Wil started to laugh, too. The room shimmered colorfully in time with his laughter. It was not painful, but it was disconcerting enough to make him stop. “Good. So we didn’t need those bums from Topeka Met.”
“Right. Fact is, they had me arrest the Trasks for theft. But when they finally got their corporate head out of the dirt, they dropped charges and tried to pretend it had been their idea all along. Now they’re modifying their killers and selling the emergency-control rights.”
Far away (he remembered the long hallways at Okemos Central), he heard voices. And none familiar. Damn.

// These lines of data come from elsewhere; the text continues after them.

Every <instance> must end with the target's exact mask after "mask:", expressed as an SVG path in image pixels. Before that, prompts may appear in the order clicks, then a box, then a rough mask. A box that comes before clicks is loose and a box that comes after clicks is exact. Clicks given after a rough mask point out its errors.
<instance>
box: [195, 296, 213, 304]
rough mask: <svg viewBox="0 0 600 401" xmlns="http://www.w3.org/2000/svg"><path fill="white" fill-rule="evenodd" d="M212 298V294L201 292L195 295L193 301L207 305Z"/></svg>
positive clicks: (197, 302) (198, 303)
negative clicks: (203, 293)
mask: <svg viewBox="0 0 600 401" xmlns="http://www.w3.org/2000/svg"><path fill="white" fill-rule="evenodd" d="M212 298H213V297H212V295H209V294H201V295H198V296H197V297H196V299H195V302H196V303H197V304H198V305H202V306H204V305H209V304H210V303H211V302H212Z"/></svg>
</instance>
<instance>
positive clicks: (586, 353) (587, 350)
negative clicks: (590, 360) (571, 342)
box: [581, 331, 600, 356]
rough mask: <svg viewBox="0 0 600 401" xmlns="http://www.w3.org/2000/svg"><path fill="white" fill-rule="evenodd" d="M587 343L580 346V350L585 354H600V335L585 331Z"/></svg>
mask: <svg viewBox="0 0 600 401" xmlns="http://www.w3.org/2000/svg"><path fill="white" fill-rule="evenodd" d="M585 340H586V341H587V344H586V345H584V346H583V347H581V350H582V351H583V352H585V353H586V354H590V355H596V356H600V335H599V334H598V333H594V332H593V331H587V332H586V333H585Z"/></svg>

The medics were going to get to him before his family. Big Al heard the commotion, too. He stuck his head out the door, then said to Wil, “Well, Lieutenant, this is where I desert. You know the short version, anyway.” He walked across the room to pick up his data set.
Wil followed him with his eyes. “So it all ended for the best, except—” Except for all those poor New Mexican souls caught under a light brighter than any Kansas sun, except for—“Kiki and Schwartz. I wish they could know how things turned out.”